Un classico della letteratura universale, un libro di viaggio e avventure, un reportage su usi e costumi di paesi misteriosi e leggendari, una rassegna antropologica che misura tutte le differenze dei comportamenti umani, dalla civiltà più raffinata, saggia e sfarzosa, alla barbarie. In occasione delle celebrazioni per i settecento anni dalla morte di Marco Polo, la Marsilio Editori pubblica una nuova edizione della celebre opera del viaggiatore veneziano, dal titolo Il Milione. La descrizione dettagliata del mondo, in una nuova traduzione che prende il via dal codice fr. 1116 della Bibliothèque Nationale de France, considerato dagli studiosi il più puro, il più vicino a ciò che effettivamente Marco disse a Rustichello.
Il Milione di Marco Polo è un classico fatto di molti libri. In esso si ritrova, nero su bianco, tutto ciò che attira l’occhio di Marco Polo (e quindi del lettore), da un fatto meraviglioso all’altro si susseguono con tale incisiva rapidità, con tale fulminea concentrazione della narrazione, che è proprio questa palpitante densità a produrre nel lettore quella famosa e insuperata sensazione di meraviglia, di stupore, di incanto – non meno delle fiabe delle Mille e una notte – che, fin dal Medioevo, colpisce immediatamente chi ne sfoglia le pagine.
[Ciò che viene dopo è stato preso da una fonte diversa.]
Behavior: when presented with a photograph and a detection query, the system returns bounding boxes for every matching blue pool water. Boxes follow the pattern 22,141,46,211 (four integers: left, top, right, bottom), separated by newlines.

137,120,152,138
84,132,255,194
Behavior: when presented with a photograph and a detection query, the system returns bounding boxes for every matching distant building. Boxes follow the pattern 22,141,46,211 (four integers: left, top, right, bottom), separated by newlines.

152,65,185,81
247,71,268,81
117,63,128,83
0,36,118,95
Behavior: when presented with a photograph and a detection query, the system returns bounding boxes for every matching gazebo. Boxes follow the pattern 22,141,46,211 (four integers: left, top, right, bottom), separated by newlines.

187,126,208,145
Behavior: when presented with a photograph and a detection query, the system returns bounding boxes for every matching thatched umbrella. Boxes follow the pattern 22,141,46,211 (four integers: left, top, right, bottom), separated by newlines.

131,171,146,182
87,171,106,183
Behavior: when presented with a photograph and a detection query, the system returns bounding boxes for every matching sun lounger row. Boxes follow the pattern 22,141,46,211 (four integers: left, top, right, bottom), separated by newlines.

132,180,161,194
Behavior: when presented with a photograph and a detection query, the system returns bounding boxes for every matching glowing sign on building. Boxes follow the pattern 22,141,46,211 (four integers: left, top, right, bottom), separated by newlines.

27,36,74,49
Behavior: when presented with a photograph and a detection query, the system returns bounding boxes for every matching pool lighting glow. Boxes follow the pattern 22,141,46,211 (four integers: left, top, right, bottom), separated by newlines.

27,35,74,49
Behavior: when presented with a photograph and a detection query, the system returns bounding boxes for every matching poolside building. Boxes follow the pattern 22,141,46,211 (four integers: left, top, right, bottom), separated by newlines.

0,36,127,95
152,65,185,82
Con questa nuova traduzione, si cerca di recuperare quella brezza marina, quello spirito avventuroso che sempre chi inizia la lettura di questo libro deve sentire accarezzargli le orecchie man mano che legge. Il lettore viene quindi invitato ad imbarcarsi nel viaggio con tutti i canali sensoriali aperti.
Per realizzare queste potenzialità anche la lingua deve essere mobile, all’occasione succinta o sfarzosa ma sempre flessibile, snella come un vascello che corra rapido, o una carovana dalle ore contate, vista la limitatezza delle provviste. E il traduttore, Giordano Tedoldi, crede di aver, per quanto possibile, ripristinato alla lingua di questo classico l’eccitazione, il fremito, tutta la potenza del racconto orale favoloso, degli imperi sconfinati, e, in mezzo a tutto questo, dell’uomo singolo, Marco, che, fin da ragazzo alla corte del Gran Khan mongolo, reagisce a quelle incredibili esperienze con un resoconto che è argento vivo, e non sermone, omelia, stratificazione erudita.